Эмма улыбнулась. Она надеялась, что он поболтает еще. О чем угодно. Пусть даже о часовых поясах. Проснуться рядом с ним было даже лучше, чем во сне. Сентиментально? Ну и пусть.
— Заметь, что я не залез обратно к тебе в постель, — сказал Гаррет, — за что, я думаю, ты должна меня поблагодарить.
— А почему?
— Потому что я видел, как ты утомлена. По сути дела, ты спала так крепко, что я даже несколько раз подходил, дабы убедиться, что твое сердце все еще бьется.
— Какой хитрый предлог, чтобы пощупать девушку.
Гаррет серьезно кивнул.
— Лучшее, что я мог придумать за такой короткий срок. Но будь моя воля, я бы стоял на страже возле тебя весь день. Нельзя так переутомляться, детка. Ты везешь на себе слишком тяжелый груз. Но я не был уверен, что могу позволить тебе спать дольше, поскольку не знаю твоих планов на сегодняшний день.
Эмма закрыла глаза.
— Сегодня днем у меня занятие с трудными детьми, подростками тринадцати-четырнадцати лет. Они пока еще не нарушали закон, но недалеки от этого.

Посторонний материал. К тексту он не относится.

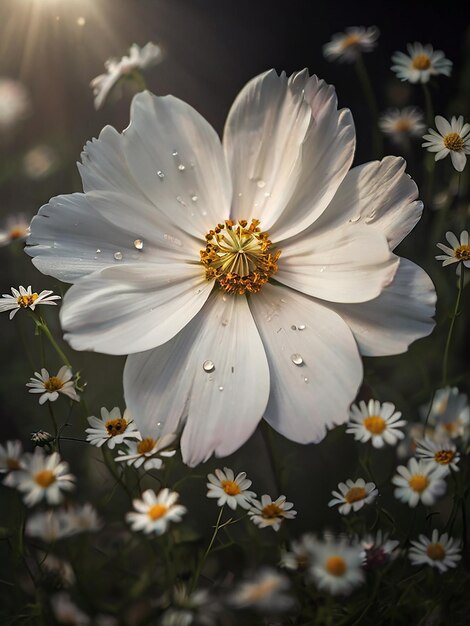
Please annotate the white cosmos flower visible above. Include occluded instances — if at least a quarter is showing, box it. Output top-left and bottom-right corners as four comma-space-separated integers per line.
391, 43, 452, 83
422, 115, 470, 172
408, 528, 462, 574
90, 42, 163, 109
328, 478, 379, 515
207, 467, 256, 510
346, 400, 406, 448
323, 26, 380, 63
126, 488, 187, 535
26, 365, 80, 404
0, 285, 60, 319
28, 71, 435, 466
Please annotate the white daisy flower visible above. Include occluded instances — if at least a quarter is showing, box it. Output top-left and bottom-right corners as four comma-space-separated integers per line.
90, 42, 163, 109
391, 43, 452, 83
10, 448, 75, 506
379, 107, 426, 146
207, 467, 256, 510
248, 495, 297, 531
422, 115, 470, 172
392, 458, 447, 508
0, 285, 60, 319
323, 26, 380, 63
0, 213, 30, 247
416, 438, 460, 474
408, 528, 462, 574
229, 567, 294, 613
126, 488, 187, 535
85, 406, 142, 450
114, 434, 176, 472
346, 400, 406, 448
27, 71, 435, 466
309, 535, 365, 595
26, 365, 80, 404
328, 478, 379, 515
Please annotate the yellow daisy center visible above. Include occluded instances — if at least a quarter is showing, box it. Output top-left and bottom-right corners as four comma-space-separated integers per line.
200, 219, 281, 295
444, 133, 465, 152
411, 53, 431, 70
220, 480, 240, 496
16, 293, 39, 309
426, 543, 446, 561
408, 474, 429, 493
34, 470, 56, 489
105, 417, 127, 437
363, 415, 387, 435
325, 555, 347, 577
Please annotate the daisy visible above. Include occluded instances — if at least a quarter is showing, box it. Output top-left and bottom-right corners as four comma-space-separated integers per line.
310, 535, 364, 595
85, 406, 141, 450
90, 42, 163, 109
408, 528, 462, 574
346, 400, 406, 448
126, 488, 187, 535
416, 439, 460, 475
26, 365, 80, 404
392, 43, 452, 83
328, 478, 379, 515
248, 495, 297, 531
28, 71, 435, 466
0, 213, 30, 247
14, 448, 75, 506
207, 467, 256, 510
423, 115, 470, 172
0, 285, 60, 320
323, 26, 380, 63
379, 107, 426, 146
115, 434, 176, 472
392, 458, 447, 508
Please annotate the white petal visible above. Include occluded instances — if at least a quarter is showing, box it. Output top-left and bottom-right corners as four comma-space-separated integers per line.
276, 224, 398, 302
60, 263, 213, 354
224, 70, 355, 241
328, 259, 436, 356
124, 291, 269, 465
250, 284, 362, 443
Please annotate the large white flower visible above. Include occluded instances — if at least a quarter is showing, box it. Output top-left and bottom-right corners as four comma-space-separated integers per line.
28, 71, 435, 465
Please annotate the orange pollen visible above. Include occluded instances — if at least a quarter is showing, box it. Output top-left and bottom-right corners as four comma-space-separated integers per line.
325, 556, 347, 577
363, 415, 387, 435
34, 470, 56, 489
200, 219, 281, 295
147, 504, 168, 521
220, 480, 240, 496
105, 417, 127, 437
411, 54, 431, 70
344, 487, 367, 504
408, 474, 429, 493
426, 543, 446, 561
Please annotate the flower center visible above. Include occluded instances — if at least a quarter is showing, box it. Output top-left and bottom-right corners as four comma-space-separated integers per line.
105, 417, 127, 437
200, 219, 281, 295
16, 293, 39, 309
426, 543, 446, 561
411, 54, 431, 70
220, 480, 240, 496
44, 376, 64, 391
344, 487, 367, 504
137, 437, 157, 454
363, 415, 387, 435
325, 556, 347, 577
408, 474, 429, 493
444, 133, 465, 152
147, 504, 168, 522
34, 470, 56, 489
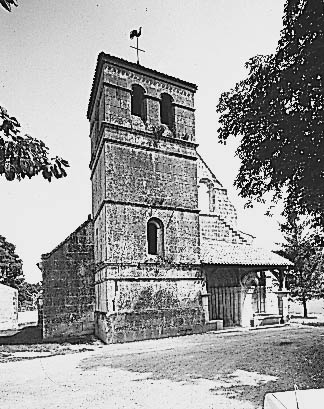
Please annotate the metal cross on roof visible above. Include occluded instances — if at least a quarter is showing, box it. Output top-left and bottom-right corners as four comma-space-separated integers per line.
130, 27, 145, 64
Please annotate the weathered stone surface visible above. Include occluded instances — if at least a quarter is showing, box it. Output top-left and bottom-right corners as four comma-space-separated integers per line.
96, 306, 207, 344
0, 284, 18, 331
41, 219, 94, 339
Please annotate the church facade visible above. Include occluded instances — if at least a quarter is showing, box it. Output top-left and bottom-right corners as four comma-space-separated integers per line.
41, 53, 290, 343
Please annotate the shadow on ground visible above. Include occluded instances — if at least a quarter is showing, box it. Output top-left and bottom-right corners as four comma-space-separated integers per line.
0, 326, 43, 345
79, 327, 324, 407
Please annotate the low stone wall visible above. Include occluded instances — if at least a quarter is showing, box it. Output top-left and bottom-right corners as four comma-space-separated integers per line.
95, 307, 207, 344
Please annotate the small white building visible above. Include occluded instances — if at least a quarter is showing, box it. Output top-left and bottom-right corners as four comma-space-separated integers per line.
0, 284, 18, 331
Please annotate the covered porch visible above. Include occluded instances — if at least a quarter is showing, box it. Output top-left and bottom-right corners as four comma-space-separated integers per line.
202, 242, 291, 327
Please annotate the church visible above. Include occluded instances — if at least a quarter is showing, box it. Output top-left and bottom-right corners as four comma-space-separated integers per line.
39, 53, 291, 343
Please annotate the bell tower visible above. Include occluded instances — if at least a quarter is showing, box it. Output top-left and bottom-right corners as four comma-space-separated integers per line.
87, 53, 203, 342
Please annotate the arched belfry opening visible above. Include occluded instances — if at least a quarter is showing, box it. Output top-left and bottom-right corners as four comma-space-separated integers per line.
147, 217, 164, 257
131, 84, 146, 121
160, 94, 174, 129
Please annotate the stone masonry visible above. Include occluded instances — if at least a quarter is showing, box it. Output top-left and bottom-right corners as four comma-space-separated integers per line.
39, 218, 94, 339
88, 54, 204, 342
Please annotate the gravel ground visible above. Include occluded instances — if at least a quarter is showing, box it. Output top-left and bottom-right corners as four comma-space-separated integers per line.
0, 326, 324, 409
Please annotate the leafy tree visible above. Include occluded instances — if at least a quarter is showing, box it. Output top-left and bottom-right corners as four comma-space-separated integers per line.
277, 213, 324, 318
0, 236, 24, 289
0, 0, 18, 11
217, 0, 324, 221
0, 106, 69, 182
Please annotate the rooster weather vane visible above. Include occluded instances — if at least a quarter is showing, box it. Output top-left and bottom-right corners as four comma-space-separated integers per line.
129, 27, 145, 64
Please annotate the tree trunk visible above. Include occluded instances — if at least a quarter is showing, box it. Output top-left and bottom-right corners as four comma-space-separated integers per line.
302, 297, 308, 318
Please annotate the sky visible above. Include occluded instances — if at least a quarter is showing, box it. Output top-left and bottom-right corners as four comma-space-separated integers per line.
0, 0, 284, 282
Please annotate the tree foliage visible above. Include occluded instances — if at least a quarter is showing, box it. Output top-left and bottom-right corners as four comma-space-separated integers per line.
0, 106, 69, 182
0, 0, 18, 11
277, 213, 324, 317
0, 236, 24, 289
217, 0, 324, 219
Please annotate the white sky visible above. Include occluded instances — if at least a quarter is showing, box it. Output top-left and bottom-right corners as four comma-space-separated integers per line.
0, 0, 284, 282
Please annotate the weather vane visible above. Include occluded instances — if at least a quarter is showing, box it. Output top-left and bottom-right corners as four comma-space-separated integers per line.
129, 27, 145, 64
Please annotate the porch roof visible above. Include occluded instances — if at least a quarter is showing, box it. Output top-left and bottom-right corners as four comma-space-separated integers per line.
200, 241, 292, 267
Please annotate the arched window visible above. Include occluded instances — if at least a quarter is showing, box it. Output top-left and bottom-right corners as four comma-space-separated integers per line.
147, 217, 164, 257
160, 94, 174, 128
132, 84, 146, 121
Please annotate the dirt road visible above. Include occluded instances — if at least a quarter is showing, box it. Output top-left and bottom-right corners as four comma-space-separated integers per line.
0, 327, 324, 409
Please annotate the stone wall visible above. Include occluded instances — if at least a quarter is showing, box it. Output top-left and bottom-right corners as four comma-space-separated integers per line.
40, 218, 95, 339
0, 284, 18, 331
96, 263, 205, 343
96, 308, 206, 344
197, 155, 237, 228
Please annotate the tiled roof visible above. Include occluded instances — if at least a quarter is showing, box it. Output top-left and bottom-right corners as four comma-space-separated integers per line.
200, 241, 292, 267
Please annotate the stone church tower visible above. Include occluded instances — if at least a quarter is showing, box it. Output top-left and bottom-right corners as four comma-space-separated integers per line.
87, 53, 203, 342
39, 53, 291, 343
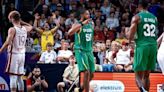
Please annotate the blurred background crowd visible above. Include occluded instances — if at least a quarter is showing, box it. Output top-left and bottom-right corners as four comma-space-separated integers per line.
0, 0, 164, 71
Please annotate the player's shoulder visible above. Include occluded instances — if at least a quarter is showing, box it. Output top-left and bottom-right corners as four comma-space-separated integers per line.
8, 27, 16, 33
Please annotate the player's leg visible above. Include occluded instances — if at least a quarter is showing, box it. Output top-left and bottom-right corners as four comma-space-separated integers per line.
133, 46, 149, 92
9, 75, 18, 92
83, 70, 90, 92
17, 54, 25, 92
18, 76, 24, 92
143, 71, 151, 91
75, 50, 90, 90
157, 52, 164, 75
124, 65, 132, 72
57, 82, 65, 92
6, 53, 19, 92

— Только не говори, что и с ними будешь рисовать пальцем, — поддразнил Гаррет.
— Нет, мы будем расписывать стену. Я пытаюсь привить маленьким дебоширам любовь к прекрасному. Речь идет об их комнате для занятий, поэтому им разрешено разрисовывать ею всю, от пола до потолка.
— Значит, ты должна заниматься с кучкой своенравных, неуправляемых, задиристых подростков…

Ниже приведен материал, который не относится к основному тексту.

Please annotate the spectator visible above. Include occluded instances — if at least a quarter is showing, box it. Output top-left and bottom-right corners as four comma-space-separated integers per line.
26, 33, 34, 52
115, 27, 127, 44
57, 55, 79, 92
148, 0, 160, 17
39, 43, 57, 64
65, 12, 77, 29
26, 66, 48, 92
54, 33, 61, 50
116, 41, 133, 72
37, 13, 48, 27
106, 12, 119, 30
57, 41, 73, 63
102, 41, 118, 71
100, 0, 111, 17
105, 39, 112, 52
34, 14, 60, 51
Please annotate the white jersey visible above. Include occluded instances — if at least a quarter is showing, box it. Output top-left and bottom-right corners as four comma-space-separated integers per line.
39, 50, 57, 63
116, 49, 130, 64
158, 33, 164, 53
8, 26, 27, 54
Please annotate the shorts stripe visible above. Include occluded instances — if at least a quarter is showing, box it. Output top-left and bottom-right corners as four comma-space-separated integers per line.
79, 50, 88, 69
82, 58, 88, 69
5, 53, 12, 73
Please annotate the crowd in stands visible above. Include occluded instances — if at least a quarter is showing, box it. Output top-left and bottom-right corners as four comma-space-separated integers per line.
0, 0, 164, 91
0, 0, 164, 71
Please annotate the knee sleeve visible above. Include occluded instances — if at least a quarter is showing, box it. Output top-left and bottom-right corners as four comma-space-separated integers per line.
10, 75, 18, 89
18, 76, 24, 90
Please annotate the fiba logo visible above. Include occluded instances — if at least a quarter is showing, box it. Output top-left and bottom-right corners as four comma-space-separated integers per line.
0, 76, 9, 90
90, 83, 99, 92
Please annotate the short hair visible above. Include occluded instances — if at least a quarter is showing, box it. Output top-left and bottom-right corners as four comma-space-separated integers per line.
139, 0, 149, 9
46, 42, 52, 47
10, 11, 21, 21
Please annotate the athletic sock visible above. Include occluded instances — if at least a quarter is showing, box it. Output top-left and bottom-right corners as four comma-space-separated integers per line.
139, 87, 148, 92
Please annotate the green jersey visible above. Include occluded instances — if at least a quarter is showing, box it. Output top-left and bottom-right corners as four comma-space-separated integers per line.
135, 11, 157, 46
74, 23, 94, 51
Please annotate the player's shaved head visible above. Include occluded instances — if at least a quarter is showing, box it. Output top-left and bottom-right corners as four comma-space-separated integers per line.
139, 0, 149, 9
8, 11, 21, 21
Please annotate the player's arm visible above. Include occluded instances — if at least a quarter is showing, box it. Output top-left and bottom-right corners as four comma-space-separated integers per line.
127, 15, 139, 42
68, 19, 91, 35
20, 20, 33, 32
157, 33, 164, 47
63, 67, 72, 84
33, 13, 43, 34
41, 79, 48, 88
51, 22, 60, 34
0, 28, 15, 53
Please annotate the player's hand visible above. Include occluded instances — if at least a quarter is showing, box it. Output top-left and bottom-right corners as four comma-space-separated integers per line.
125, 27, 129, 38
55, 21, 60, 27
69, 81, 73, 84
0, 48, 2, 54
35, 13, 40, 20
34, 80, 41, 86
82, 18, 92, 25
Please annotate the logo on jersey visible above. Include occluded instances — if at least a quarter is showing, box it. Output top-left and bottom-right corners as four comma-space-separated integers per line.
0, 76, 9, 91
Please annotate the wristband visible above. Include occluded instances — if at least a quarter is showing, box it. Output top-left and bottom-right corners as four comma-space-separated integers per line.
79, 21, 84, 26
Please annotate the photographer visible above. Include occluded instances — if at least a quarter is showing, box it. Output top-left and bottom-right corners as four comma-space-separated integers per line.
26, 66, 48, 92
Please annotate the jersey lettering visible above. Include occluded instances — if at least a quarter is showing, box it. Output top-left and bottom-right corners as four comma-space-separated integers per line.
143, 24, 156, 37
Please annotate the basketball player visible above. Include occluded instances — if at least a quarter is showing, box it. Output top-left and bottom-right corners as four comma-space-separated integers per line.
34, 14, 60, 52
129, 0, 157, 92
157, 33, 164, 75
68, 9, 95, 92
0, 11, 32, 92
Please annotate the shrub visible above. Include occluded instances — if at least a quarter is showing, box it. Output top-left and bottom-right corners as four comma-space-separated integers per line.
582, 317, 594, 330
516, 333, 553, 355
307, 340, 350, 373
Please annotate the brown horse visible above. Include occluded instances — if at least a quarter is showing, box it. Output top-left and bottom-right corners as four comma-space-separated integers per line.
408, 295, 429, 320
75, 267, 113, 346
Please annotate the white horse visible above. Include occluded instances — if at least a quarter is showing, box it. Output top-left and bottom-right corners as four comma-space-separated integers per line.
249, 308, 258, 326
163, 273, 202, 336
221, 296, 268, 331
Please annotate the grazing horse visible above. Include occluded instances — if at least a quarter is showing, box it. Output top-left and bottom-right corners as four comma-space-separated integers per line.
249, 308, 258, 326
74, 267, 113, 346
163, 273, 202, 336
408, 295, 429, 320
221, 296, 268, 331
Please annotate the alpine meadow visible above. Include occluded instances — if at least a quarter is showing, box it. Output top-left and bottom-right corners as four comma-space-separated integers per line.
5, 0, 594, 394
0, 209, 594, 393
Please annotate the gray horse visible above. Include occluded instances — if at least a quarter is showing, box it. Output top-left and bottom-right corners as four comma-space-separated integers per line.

Чашка со свежей малиной, слегка посыпанной сахаром, появилась у нее на коленях.
— Пару часов в неделю. Но им так это нравится, Гаррет. Как я могла отказаться?
— Это очень просто. Вытягиваешь губы вот так. — Он продемонстрировал. — Коротенькое словечко, всего один слог. Раньше у тебя здорово получалось говорить его. Особенно мне.
Эмма рассмеялась.
— Это же совсем другое. Мы с детьми прекрасно ладим. Они не доставляют мне никаких хлопот.
— Я тоже не хотел доставлять тебе хлопот тогда, в юности. Я просто хотел залезть тебе под юбку.
— Что ж, последние пару дней я позволяла тебе делать со мной все, что пожелаешь. Просто тебе пришлось подождать несколько лет, пока я изменила свое решение. Как, впрочем, и мне, — задумчиво добавила Эмма.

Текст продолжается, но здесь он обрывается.